Neuroscientists translated brain signals directly into artificial speech, synthesizing full sentences based purely on neural impulses.

What happened: Researchers tapped the brains of five epilepsy patients who had been implanted with electrodes to map the source of seizures, according to a paper published by Nature (preprint here). During a lull in the procedure, they had the patients read English-language texts aloud. They recorded the fluctuating voltage as the brain controlled the muscles involved in speaking. Later, they fed the voltage measurements into a synthesizer. You can hear the synthesized speech in this video.

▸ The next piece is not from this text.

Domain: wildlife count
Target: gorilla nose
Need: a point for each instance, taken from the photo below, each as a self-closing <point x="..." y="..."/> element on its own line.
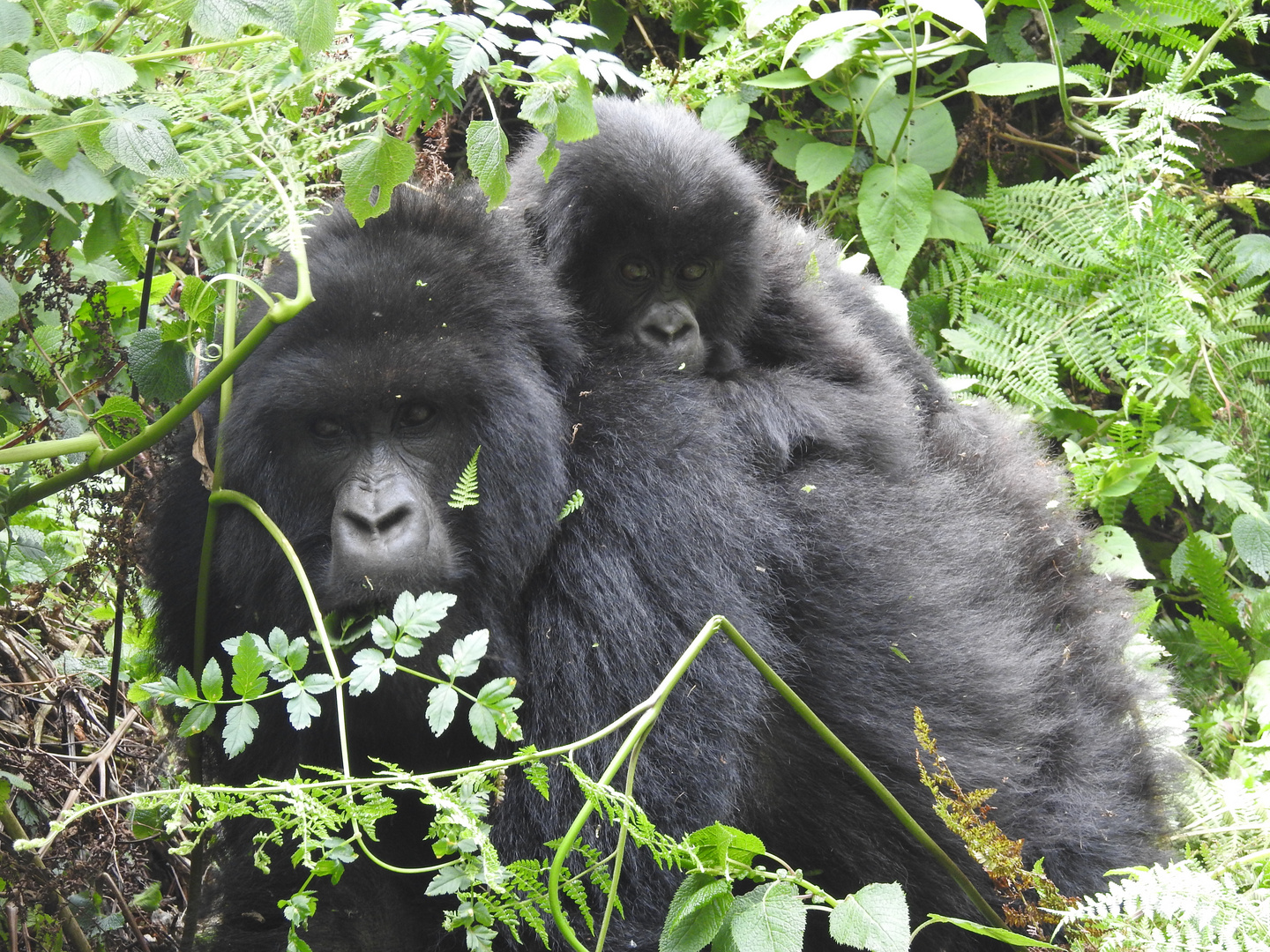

How it works: A pair of three-layer, bidirectional, LSTM recurrent neural networks drove the synthesis.

  • One model used the neural activity to predict motions of the lips, jaw, tongue, and larynx.
  • The other used those predictions to identify corresponding consonant, vowel, and other sounds.
  • The second model’s output fed a synthesizer that rendered speech sounds.
  • Listeners on Amazon Mechanical Turk transcribed the synthesized sentences, achieving 83% median accuracy.

Why it matters: The technique could help people who have lost the ability to control their vocal tract due to disorders such as Lou Gehrig’s disease, stroke, or injury. People with such conditions — think of the late physicist Stephen Hawking — can communicate very slowly through systems that track eye movements or facial muscles to spell words one letter at a time. Translating brain impulses directly would allow them to communicate with the ease of normal speech.

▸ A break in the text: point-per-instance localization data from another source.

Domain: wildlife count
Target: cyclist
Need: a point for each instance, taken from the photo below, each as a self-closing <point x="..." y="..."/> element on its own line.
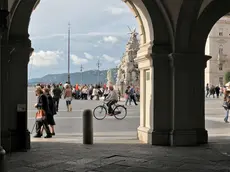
<point x="111" y="99"/>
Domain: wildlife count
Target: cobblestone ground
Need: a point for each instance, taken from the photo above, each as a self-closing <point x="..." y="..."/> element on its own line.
<point x="129" y="157"/>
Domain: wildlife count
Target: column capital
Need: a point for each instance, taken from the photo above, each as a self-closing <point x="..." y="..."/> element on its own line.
<point x="188" y="60"/>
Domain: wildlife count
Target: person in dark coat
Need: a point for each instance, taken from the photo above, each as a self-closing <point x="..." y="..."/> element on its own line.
<point x="57" y="92"/>
<point x="52" y="112"/>
<point x="42" y="103"/>
<point x="217" y="90"/>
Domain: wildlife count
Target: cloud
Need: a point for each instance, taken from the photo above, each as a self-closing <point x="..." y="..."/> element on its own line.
<point x="77" y="60"/>
<point x="111" y="39"/>
<point x="117" y="61"/>
<point x="75" y="35"/>
<point x="117" y="10"/>
<point x="108" y="58"/>
<point x="45" y="58"/>
<point x="88" y="56"/>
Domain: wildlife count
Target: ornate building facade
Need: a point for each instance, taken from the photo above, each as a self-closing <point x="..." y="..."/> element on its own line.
<point x="128" y="73"/>
<point x="217" y="47"/>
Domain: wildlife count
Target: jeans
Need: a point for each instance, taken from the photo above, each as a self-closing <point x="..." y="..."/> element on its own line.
<point x="39" y="125"/>
<point x="227" y="114"/>
<point x="56" y="102"/>
<point x="109" y="104"/>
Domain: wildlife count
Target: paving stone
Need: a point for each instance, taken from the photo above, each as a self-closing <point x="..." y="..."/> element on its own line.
<point x="130" y="158"/>
<point x="22" y="169"/>
<point x="45" y="164"/>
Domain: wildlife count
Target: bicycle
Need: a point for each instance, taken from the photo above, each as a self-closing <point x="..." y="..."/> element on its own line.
<point x="116" y="111"/>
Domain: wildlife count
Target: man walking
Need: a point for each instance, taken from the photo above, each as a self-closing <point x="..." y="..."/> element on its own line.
<point x="57" y="92"/>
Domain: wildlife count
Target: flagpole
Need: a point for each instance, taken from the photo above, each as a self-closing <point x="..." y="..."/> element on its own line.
<point x="69" y="54"/>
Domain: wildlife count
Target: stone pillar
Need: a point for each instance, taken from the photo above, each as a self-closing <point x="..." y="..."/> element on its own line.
<point x="155" y="116"/>
<point x="188" y="126"/>
<point x="3" y="27"/>
<point x="14" y="72"/>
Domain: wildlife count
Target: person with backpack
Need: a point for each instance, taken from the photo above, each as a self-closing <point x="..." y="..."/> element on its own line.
<point x="42" y="115"/>
<point x="52" y="111"/>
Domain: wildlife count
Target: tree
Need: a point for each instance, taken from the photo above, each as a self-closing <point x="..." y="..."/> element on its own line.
<point x="227" y="77"/>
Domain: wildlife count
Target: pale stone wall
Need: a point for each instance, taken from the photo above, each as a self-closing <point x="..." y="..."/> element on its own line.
<point x="219" y="36"/>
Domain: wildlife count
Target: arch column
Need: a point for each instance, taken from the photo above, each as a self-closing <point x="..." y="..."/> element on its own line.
<point x="188" y="123"/>
<point x="3" y="27"/>
<point x="14" y="64"/>
<point x="155" y="116"/>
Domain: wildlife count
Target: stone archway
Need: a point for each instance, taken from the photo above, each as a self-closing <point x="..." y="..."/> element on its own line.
<point x="206" y="20"/>
<point x="154" y="30"/>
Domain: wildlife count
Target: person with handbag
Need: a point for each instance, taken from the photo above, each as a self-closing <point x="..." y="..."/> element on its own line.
<point x="41" y="116"/>
<point x="51" y="111"/>
<point x="68" y="97"/>
<point x="226" y="104"/>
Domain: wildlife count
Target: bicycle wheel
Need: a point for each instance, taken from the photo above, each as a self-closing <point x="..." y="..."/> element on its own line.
<point x="120" y="112"/>
<point x="99" y="112"/>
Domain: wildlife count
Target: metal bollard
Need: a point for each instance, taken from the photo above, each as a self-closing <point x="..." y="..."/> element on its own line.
<point x="87" y="127"/>
<point x="2" y="160"/>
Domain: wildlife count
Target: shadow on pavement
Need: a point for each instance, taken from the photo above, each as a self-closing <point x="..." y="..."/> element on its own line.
<point x="58" y="157"/>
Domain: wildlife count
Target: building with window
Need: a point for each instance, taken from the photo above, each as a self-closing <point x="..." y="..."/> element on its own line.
<point x="218" y="46"/>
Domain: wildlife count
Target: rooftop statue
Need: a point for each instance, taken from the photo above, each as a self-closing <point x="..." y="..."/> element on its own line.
<point x="128" y="72"/>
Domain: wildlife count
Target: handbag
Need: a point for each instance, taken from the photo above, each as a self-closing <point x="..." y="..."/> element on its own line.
<point x="40" y="115"/>
<point x="225" y="105"/>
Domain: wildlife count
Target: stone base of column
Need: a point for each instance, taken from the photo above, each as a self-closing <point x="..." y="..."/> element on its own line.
<point x="2" y="160"/>
<point x="148" y="136"/>
<point x="14" y="141"/>
<point x="160" y="138"/>
<point x="202" y="136"/>
<point x="144" y="135"/>
<point x="183" y="138"/>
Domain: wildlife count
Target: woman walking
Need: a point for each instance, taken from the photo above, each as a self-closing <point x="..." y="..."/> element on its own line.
<point x="41" y="116"/>
<point x="68" y="97"/>
<point x="52" y="108"/>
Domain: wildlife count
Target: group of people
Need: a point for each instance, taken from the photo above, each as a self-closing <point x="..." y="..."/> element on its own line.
<point x="212" y="90"/>
<point x="48" y="105"/>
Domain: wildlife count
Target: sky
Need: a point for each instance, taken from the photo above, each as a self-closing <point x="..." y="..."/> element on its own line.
<point x="99" y="31"/>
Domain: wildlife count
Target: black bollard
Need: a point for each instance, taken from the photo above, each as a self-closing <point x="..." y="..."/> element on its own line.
<point x="2" y="160"/>
<point x="87" y="127"/>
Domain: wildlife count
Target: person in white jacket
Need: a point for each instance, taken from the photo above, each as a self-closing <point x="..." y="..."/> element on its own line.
<point x="111" y="99"/>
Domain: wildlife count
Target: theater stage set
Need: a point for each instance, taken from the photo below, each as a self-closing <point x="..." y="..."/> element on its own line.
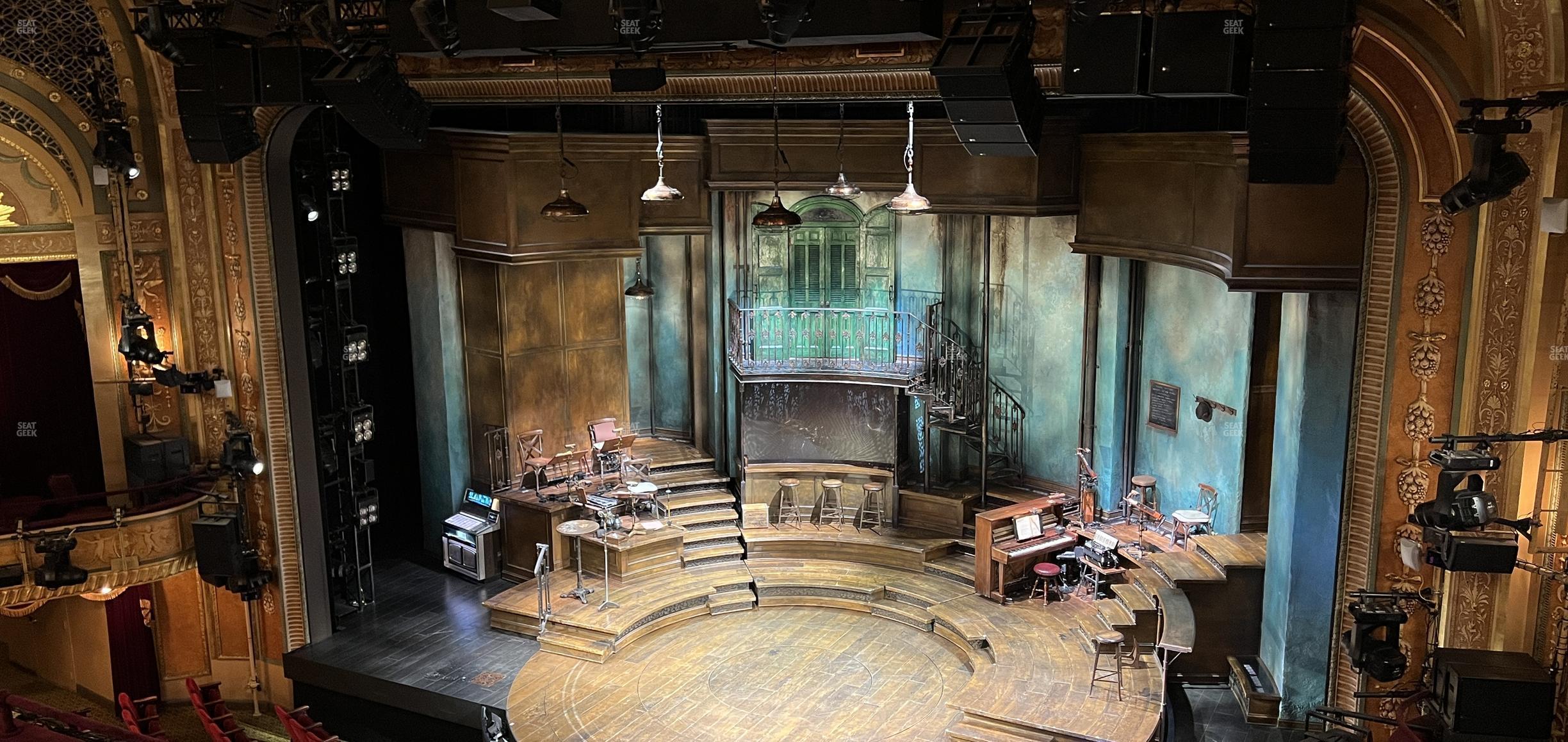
<point x="714" y="371"/>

Reality check: The researchers did not read minds. Gopala K. Anumanchipalli, Josh Chartier, and Edward F. Chang read brain signals controlling the patients’ muscles. Still, their approach conceivably could be refined to translate brain signals associated with thought.

What’s next: The team plans to test the technology in people who can’t move their face and tongue. It also aims to adapt the system for languages other than English.